☆ 日本経済の現状 ☆

井出薫

 バブル崩壊以来、日本経済は低迷している。既得権益層を守る不要な規制が成長を妨げているとして、小泉政権は構造改革を断行した。しかし、成果はなかったとは言えないが、経済は回復しなかった。安倍政権は、金融緩和が不十分だとして、異次元と称する大規模な金融緩和を行ったが思うような成果は上がらず、物価高が国民生活に影響を及ぼしているのに、金融緩和を縮小することができない状況に陥っている。近年は、雇用の流動化など構造改革をさらに進めることが不可欠だとする意見が財界や日本維新の会などから出されている。しかし、それは小泉改革の焼き直しにすぎず、それだけで経済が良くなるとは思えない。

 要するに、バブル崩壊以降、時々の政権が支持する経済学者の提言に基づき様々な経済政策が実行されてきたが、経済回復には至らなかった。しかし、それは無理からぬことだと思われる。なぜなら、長期に亘る経済低迷の原因を徹底的に究明することなく、マクロ経済学的な論理だけで経済政策を立案・実行してきたからだ。日本は欧米と同じ資本主義的市場経済ではあるが、社会構造、伝統、文化、慣習などに大きな違いがあり、欧米で通用するマクロ経済政策が日本でも通用するとは限らない。むしろ30年に亘る低迷は、欧米流のマクロ経済学的政策だけでは経済問題は解決できないことを示唆している。

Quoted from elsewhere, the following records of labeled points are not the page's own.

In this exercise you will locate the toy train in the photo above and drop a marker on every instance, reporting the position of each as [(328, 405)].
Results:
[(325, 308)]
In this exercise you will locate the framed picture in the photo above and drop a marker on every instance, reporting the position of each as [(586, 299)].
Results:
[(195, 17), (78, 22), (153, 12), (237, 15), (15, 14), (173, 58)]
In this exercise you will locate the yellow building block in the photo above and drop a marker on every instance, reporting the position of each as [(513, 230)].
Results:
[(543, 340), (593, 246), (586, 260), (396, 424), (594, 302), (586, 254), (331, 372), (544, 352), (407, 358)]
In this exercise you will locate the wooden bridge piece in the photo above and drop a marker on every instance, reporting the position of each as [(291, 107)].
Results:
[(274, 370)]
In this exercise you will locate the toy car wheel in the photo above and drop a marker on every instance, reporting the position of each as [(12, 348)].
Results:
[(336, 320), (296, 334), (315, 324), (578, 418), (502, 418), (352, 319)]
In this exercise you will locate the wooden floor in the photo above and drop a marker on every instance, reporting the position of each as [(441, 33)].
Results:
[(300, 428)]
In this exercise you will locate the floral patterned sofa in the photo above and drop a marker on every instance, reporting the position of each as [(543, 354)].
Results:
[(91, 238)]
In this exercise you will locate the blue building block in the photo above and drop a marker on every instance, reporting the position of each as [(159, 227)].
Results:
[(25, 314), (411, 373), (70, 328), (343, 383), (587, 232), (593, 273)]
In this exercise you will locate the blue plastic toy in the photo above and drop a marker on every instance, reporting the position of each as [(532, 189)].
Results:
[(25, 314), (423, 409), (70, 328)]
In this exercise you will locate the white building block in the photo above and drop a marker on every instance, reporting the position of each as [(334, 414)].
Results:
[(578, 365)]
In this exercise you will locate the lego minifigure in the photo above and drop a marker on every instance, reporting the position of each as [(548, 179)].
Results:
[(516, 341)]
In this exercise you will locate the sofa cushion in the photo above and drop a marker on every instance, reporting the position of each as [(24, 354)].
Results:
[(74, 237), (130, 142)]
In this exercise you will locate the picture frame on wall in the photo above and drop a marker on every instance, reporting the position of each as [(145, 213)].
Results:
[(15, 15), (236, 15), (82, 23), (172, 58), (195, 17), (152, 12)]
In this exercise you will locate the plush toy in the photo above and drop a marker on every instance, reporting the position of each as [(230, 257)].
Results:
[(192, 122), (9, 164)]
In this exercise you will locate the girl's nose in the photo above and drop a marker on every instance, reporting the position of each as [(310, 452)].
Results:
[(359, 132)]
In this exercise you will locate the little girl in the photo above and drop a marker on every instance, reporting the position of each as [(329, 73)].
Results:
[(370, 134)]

 では、原因は何なのか。言うまでもなく、そこには多数の要因が重なり合っている。世界でも最も急速に進む少子高齢化とそれに伴う勤労者人口の減少、終身雇用と年功序列に代表される雇用制度とそれを支える心情−たとえば同期で差が付くのは可哀そうだという同情心など−、経営者から消費者まで蔓延するデフレマインド−収入の伸びが期待できないので経費削減、投資抑制に走る経営者、値上げを嫌う消費者−、会社員ならば誰でも感じているであろう無駄な仕事の多さ−意義の乏しい大量の資料作成、長時間の打ち合わせなど−、同調圧力が強く、周囲の批判や反対を恐れて新しいことに挑戦できない社会環境、科学技術力の低下とその背景の一つである博士が大事にされない研究・教育環境、男女格差、など要因は枚挙に暇がない。

 構造改革や金融緩和などのマクロ経済学的な対策はもちろん重要で、これからも状況をみながら適宜進める必要がある。だが、それだけでは不十分で、上に挙げたような個別の要因について丹念に調査分析し、改善を進めていく必要がある。これは非常に手間が掛かり、解決が容易ではない課題がたくさんある。たとえば、勤労者人口の減少対策としては移民の受け入れ拡大が考えられるが、移民の諸権利の保証と教育訓練の充実など解決すべき課題が多い。しかし、これら多くの課題を粘り強く解決していかなければ、低迷から脱却することはできない。いずれにしろ、構造改革とかアベノミクスなどという旗印を掲げるだけでは、日本経済は復活しない。それを妨げている要因を一つ一つ解消していくことが欠かせない。そして、忘れてはならないことは、あらゆる分野で改革を避けることはできないという現実を政治家、官僚、経営者から一般市民まで広く情報共有する必要があるということだ。今は、それを先導することが政府の第一の仕事となる。そして、一般市民は経済の復活には多くの課題を解決する必要があること、それには長い時間が必要であることを認識する必要がある。